SQL or Programming (vs) Hybrid Approach: How we reduced processing time from 24 hours to 24 minutes

Pradeep Vijayakumar
3 min readDec 5, 2020

There is a constant tug-of-war when it comes to extracting insights out of data between SQL and Programming languages. Even for simple data operations such as aggregation, integrity checks there is always a debate about which is faster querying a database or loading data to a dataframe (memory) and programmatically performing the operation. Most of the times the answer to that is “Depending on the volume of data”.

Well why not an Hybrid approach!!

Scenario: We were dealing with a similar debate (SQL vs Python) when trying to solve a slowness problem involving huge transactional data. One of our financial customers had an important legacy application with its master and transactional data stored in DB and there were SQL operations performed on these tables to generate a dashboard report. It was a very slow process taking more than 24 hours. Critical decision making was becoming a challenge for the leadership due to the delay in this report.

Initial Approach: We were requested to identify the bottleneck due to slowness, fix the issue/re-write the whole process (as needed) and make the application consumable. Being a data engineer, when given a slow SQL based operation, our immediate thought was “Query optimization”. We were informed that there were 50 queries running behind the scenes in the application. We identified some of the expensive ones that were running and looked at their execution or query plan. We created few missing indexes, included some mandatory join filters and made some additional improvements to the queries to make them run faster. These improvements reduced the execution/processing time from 24 hours to almost 15 hours.
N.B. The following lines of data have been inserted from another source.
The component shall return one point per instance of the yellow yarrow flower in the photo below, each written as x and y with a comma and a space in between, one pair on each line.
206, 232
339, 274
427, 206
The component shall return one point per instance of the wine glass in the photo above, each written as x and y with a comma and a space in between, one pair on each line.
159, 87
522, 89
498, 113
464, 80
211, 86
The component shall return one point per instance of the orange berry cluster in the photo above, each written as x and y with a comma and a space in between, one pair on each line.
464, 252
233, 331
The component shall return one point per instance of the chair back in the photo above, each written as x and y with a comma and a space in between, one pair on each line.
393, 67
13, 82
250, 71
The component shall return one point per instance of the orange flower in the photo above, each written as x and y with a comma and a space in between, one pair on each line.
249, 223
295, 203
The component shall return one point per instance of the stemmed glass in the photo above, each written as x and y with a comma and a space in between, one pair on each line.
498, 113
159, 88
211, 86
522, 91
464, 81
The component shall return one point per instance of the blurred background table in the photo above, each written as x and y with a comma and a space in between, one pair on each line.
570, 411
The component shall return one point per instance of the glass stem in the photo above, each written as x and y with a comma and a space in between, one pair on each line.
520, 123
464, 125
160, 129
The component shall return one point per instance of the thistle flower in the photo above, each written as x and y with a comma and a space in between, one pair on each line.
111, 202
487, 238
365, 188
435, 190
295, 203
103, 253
Though we brought down the processing time, we were still not fully convinced with the improvement because the end user still had to wait 15 hours to view the dashboard and wanted to explore more options. That’s when we thought rather than improving the existing process/queries, to look at how the application is running these queries behind the scenes. We found a major bottleneck in the application running the queries sequentially as part of a single transaction. So the immediate step was to identify if there were dependencies between the 50 queries i.e. if a query consumes or depends on results from another query. Though there were few dependencies, most of the queries were independent.

Solution: Hybrid Approach

a) Since there were less dependencies between the queries we now have an option to run them parallelly wherever possible. That is when, we made use of a Hybrid approach using SQL and Python.
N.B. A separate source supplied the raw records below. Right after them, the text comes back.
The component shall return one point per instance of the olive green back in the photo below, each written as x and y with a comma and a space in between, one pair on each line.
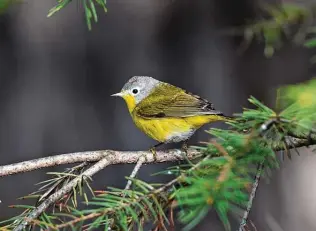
167, 100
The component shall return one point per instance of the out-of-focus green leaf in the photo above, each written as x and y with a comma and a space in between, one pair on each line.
310, 43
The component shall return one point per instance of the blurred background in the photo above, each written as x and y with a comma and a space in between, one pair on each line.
56, 79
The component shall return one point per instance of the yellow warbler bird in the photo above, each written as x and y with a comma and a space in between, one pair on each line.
165, 112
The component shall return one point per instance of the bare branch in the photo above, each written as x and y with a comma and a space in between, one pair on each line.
101, 164
135, 171
114, 157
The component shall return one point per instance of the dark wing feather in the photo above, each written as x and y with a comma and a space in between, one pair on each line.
170, 101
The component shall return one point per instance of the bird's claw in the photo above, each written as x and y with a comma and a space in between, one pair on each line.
154, 152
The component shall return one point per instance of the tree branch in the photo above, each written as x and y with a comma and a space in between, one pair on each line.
106, 158
114, 157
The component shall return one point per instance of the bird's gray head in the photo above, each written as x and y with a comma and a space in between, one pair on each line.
139, 87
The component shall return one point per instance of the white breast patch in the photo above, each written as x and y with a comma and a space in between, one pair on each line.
176, 137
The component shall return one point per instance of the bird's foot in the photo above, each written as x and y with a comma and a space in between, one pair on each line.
185, 147
154, 152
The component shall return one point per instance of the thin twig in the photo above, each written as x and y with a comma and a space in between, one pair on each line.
61, 192
135, 171
109, 210
251, 197
116, 157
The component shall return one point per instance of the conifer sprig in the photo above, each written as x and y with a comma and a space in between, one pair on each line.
220, 181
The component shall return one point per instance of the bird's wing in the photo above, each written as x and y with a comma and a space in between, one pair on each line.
169, 101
b) We grouped queries and created multiple smaller batches i.e. we broke down 50 queries and created 5 total batches with each batch holding 10 queries internally. The dependent queries (if any) were placed in the same batch or combined as one query.

c) Next step was to create dictionary objects (e.g.: Dict_batch1, Dict_batch2, Dict_batch3) similar to below example syntax in Python to hold the batch of queries. In the below dictionary each query Key (e.g.: Query1,Query2) will hold the corresponding SQL code as the Value.

Dict_batch1 =
{
"Query1": "Update table1 Set column1 = 'xyz' where cond1= 'abc';",
"Query2":" …",
"Query3":" …",
….
"Query10":"…"
}

d) Once 5 dictionary objects were created, next step was to invoke them parallelly using a Python package. We used “multiprocessing” and the invoke syntax given below for your reference. It loops through each of the queries in the dictionary and kicks off the execution and moves on to the next query. It doesn’t wait for the query execution to complete to proceed to next query in the dictionary i.e. it is not sequential as inside a DB transaction.

processLists=[]for name, text in Dict_batch1.items():
process = multiprocessing.Process(target= execute_query,args=(engine, text))
process.start()
processLists.append(process)
for proc in processLists:
proc.join()

Conclusion: The debate between SQL and programming languages will continue with someone vouching for one over the other. But when we bring the intelligence from both the worlds (query optimization and parallelism) the solution obtained in terms of performance improvement is substantial. Using the Hybrid approach above we were able to solve the entire execution (all 50 queries) in under 24 minutes. Also, another learning from this project was rather than looking to solve the problem by improving the current design or architecture, it helps to step back and look at the design and re-design the flow to bring significant improvements.

--

--